Kasus ini terus dikembangkan hingga terungkap seorang pengedar yang mengarah pada personel Polri berpangkat AKBP, yakni mantan Kapolres Bukti Tinggi, Sumatera Barat.
“Dari situ kemudian kita melihat ada keterlibatan Irjen TM (Teddy Minahasa),” kata Kapolri Sigit.
Tak lama setelah pengungkapan kasus ini, Kapolri mencopot Teddy Minahasa dari jabatan Kapolda Sumatera Barat. Teddy juga batal menjabat sebagai Kapolda Jawa Timur. Setelah dicopot, dia langsung dimutasi ke Pelayanan Markas (Yanma) Polri.
“Terkait dengan posisi Irjen TM yang kemarin baru saja kita keluarkan TR (Telegram Rahasia) untuk mengisi posisi Kapolda Jawa Timur, hari ini saya akan keluarkan TR pembatalan dan kita ganti dengan pejabat yang baru,” ucap Listyo Sigit.

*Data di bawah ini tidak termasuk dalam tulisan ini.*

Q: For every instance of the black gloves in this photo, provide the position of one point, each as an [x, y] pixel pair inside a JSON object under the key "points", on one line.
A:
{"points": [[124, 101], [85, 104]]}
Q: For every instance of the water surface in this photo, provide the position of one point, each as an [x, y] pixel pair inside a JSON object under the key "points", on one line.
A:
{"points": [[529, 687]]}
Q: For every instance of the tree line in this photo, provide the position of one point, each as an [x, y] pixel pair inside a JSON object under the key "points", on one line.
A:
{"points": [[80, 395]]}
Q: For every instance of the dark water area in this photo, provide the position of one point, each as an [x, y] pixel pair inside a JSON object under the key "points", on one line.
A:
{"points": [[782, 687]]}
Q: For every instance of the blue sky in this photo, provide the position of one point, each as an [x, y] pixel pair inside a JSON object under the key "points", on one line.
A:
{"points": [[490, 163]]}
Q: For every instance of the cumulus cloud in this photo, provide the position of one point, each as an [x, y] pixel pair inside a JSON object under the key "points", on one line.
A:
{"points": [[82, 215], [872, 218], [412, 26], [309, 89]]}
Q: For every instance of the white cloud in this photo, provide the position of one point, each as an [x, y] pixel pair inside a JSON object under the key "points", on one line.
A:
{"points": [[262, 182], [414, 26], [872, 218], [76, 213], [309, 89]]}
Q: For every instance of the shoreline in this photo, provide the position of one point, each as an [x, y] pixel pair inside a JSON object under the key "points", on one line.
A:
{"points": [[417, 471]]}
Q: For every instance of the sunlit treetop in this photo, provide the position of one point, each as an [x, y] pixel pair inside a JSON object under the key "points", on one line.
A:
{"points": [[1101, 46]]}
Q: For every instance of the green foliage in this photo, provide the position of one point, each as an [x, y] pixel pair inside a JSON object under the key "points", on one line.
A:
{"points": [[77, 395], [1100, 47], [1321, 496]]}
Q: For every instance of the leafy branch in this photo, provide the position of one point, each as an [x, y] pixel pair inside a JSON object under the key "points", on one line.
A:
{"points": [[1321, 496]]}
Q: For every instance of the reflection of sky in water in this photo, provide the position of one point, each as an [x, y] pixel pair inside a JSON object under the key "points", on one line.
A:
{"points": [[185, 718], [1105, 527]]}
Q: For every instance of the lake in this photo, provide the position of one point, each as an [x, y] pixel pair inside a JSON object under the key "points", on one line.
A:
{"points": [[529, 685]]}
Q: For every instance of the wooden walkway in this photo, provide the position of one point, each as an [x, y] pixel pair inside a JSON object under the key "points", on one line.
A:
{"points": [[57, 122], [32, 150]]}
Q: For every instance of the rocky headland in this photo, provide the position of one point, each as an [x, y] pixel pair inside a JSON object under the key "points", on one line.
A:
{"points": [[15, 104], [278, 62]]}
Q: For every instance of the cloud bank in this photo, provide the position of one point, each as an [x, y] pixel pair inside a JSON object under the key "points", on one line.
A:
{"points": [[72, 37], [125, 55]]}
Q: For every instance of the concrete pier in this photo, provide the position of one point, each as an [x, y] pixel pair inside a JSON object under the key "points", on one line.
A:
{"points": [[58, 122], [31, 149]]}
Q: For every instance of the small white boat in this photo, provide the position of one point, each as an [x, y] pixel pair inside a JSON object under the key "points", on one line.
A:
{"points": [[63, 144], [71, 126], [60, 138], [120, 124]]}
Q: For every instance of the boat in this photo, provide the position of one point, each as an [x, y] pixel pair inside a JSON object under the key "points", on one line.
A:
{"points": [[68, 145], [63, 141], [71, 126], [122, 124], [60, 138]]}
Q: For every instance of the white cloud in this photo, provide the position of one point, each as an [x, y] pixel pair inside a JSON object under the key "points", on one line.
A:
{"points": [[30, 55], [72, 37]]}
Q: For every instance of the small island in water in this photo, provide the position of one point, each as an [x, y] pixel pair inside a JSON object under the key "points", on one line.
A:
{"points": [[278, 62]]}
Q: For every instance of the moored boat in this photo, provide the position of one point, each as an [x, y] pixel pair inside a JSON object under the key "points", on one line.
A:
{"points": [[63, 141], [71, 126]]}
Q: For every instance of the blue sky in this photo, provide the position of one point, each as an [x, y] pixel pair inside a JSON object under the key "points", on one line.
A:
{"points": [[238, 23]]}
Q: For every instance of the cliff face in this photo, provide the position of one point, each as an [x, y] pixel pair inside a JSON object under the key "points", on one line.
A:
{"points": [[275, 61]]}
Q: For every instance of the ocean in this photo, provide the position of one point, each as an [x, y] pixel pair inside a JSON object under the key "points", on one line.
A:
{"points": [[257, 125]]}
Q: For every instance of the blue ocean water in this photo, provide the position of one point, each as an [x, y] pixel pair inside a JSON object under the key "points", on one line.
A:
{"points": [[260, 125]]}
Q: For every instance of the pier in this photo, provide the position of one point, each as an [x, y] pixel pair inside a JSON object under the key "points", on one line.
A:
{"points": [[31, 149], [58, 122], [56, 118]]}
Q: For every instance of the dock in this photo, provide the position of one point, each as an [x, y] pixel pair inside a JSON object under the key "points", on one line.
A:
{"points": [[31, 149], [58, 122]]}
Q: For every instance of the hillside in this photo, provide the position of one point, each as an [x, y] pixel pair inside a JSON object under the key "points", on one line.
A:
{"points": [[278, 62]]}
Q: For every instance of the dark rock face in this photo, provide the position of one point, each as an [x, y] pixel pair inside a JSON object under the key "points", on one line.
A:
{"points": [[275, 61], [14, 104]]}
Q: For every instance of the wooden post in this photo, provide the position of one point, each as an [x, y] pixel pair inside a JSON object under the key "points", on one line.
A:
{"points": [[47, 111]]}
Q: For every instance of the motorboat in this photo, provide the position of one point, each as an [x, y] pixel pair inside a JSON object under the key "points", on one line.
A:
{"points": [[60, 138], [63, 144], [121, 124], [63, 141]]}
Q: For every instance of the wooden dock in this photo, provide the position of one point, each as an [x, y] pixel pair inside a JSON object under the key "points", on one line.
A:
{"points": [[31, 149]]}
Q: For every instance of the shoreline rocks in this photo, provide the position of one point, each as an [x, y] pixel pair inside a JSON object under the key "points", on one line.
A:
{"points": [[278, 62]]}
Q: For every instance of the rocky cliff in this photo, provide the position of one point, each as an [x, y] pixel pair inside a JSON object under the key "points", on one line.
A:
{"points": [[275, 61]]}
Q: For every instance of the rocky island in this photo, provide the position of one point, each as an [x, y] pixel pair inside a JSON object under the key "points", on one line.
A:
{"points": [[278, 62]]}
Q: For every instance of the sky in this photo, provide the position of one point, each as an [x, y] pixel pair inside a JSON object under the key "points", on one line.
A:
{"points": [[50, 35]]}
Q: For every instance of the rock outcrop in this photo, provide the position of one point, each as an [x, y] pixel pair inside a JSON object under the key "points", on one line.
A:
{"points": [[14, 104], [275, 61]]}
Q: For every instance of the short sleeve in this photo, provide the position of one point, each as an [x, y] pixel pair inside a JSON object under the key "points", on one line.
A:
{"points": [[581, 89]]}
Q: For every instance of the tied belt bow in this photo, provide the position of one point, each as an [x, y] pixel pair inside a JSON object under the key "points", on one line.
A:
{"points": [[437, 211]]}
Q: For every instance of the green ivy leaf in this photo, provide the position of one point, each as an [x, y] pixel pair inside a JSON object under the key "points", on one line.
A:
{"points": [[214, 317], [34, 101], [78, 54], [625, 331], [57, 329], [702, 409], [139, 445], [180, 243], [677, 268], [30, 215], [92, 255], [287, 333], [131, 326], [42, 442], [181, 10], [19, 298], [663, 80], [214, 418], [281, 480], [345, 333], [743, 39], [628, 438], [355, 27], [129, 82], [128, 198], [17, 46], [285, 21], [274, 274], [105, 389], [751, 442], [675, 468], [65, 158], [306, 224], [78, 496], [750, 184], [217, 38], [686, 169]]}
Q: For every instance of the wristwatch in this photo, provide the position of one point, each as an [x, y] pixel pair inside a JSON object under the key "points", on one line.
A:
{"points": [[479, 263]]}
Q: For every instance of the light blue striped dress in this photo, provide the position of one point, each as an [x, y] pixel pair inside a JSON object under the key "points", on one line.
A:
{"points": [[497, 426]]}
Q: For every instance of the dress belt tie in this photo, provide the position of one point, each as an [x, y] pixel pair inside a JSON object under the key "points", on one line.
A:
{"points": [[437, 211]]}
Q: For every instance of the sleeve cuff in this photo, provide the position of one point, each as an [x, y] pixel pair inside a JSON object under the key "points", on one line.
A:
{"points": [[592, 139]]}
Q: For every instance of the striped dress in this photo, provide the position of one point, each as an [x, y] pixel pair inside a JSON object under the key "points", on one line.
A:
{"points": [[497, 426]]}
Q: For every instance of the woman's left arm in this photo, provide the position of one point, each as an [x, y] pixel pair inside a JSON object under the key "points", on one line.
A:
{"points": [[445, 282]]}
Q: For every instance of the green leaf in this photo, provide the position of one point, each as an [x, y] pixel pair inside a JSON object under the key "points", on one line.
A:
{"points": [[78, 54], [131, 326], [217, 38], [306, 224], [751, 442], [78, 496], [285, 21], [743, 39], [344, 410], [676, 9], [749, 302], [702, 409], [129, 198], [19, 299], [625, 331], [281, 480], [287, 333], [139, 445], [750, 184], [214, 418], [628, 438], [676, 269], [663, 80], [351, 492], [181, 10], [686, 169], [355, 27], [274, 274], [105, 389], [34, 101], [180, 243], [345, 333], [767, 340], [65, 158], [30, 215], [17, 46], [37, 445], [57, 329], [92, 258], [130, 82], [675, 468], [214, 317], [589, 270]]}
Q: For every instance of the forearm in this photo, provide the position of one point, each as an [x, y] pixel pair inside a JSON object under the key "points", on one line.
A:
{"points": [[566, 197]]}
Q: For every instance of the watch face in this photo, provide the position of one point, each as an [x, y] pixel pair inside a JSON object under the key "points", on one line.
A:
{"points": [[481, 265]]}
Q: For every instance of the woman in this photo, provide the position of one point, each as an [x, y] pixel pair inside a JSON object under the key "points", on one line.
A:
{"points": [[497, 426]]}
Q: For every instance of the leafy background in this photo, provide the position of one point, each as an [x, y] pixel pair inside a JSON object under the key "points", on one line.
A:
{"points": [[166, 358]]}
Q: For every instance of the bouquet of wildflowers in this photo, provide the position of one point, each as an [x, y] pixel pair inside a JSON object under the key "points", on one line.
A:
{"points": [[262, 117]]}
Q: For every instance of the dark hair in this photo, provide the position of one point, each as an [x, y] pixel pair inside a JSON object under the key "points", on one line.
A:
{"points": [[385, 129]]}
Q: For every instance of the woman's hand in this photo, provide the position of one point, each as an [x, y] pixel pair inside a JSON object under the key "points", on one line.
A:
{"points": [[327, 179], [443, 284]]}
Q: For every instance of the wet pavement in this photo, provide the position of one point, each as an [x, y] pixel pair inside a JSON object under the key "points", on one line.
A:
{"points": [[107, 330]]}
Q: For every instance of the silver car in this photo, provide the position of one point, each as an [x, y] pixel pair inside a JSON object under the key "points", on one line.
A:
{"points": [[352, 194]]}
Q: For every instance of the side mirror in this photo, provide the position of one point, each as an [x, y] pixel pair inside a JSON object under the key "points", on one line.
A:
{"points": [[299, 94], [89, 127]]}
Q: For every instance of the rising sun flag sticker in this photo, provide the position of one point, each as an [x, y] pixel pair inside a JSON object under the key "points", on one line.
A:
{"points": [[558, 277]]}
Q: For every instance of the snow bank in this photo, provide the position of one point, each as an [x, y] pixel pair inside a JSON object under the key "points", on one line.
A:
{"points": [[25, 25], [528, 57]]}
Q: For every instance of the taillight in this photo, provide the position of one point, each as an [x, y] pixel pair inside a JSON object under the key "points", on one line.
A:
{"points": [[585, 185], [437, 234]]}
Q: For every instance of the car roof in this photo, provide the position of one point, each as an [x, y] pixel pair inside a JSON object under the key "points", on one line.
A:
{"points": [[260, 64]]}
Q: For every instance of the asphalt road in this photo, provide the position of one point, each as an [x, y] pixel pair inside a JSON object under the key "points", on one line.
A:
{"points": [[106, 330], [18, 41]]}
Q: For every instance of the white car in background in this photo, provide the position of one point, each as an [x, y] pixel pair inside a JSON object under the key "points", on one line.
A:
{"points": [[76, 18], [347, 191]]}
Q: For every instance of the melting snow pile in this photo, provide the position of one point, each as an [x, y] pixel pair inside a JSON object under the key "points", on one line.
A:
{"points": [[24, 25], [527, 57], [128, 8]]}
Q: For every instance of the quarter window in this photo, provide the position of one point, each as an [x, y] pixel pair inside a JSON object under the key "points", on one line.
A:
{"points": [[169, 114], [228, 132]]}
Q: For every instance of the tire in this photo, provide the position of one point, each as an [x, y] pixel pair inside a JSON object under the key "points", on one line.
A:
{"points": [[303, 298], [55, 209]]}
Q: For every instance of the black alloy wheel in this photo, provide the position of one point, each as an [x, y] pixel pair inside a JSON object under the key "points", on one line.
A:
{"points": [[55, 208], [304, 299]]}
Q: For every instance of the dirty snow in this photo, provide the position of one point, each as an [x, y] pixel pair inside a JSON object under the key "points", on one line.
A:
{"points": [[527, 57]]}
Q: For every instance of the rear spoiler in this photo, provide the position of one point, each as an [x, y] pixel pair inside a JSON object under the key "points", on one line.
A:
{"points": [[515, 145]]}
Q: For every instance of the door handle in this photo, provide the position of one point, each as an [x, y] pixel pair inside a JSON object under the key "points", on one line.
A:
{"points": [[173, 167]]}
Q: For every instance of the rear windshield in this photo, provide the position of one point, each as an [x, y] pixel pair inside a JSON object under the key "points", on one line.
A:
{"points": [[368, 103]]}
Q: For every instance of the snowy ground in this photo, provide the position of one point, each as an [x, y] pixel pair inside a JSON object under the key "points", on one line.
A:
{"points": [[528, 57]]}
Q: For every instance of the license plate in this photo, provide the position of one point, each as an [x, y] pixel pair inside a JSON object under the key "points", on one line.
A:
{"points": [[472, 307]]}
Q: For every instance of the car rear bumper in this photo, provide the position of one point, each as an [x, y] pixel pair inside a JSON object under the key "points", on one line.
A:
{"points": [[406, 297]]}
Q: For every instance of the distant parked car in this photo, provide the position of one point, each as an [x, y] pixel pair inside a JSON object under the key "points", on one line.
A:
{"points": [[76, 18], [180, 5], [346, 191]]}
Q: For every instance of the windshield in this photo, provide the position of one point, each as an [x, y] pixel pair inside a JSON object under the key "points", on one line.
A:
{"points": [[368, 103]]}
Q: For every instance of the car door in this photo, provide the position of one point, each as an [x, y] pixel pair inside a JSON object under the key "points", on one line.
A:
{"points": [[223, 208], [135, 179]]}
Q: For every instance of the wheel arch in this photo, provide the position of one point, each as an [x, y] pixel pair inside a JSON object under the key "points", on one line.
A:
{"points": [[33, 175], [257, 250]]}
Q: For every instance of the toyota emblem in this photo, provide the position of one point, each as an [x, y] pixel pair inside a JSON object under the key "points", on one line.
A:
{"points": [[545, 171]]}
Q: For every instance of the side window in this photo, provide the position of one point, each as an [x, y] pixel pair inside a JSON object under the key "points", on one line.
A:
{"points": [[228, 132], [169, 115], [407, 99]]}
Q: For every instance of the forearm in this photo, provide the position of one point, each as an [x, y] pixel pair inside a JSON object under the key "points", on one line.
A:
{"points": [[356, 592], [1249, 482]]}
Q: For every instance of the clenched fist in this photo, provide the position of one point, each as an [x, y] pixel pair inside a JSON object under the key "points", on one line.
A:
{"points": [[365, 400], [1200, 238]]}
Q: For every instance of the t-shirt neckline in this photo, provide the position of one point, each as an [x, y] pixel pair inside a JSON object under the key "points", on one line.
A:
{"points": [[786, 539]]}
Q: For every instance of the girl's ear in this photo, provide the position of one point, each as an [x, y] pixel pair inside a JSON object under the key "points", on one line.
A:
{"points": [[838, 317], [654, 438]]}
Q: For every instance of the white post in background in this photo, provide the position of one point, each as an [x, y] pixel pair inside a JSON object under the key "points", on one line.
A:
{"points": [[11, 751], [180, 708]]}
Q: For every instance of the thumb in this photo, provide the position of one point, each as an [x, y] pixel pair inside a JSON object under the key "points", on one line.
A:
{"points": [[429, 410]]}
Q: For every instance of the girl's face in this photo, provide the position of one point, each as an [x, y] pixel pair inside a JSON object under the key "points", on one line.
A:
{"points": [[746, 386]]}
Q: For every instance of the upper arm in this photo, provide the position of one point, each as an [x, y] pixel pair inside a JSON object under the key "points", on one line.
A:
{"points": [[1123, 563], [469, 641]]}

Peneliti dari Institute for Security and Strategic Studies (ISESS) Bidang Kepolisian Bambang Rukminto menilai, pengungkapan kasus peredaran narkoba Irjen Teddy Minahasa saja tak cukup mengembalikan kepercayaan publik terhadap Polri. “Pengungkapan kasus TM ini tidak akan bisa mengembalikan kepercayaan publik kepada kepolisian,” ujar Bambang, Sabtu (15/10/2022).
Justru, menurut Bambang, penetapan Teddy Minahasa sebagai tersangka kasus peredaran narkoba memunculkan asumsi adanya perang antarfaksi di internal Polri.
Kondisi demikian mungkin terjadi mengingat pola pembinaan karir SDM Polri masih jauh dari meritokrasi dan lebih mementingkan kedekatan, kolusi, atau nepotisme.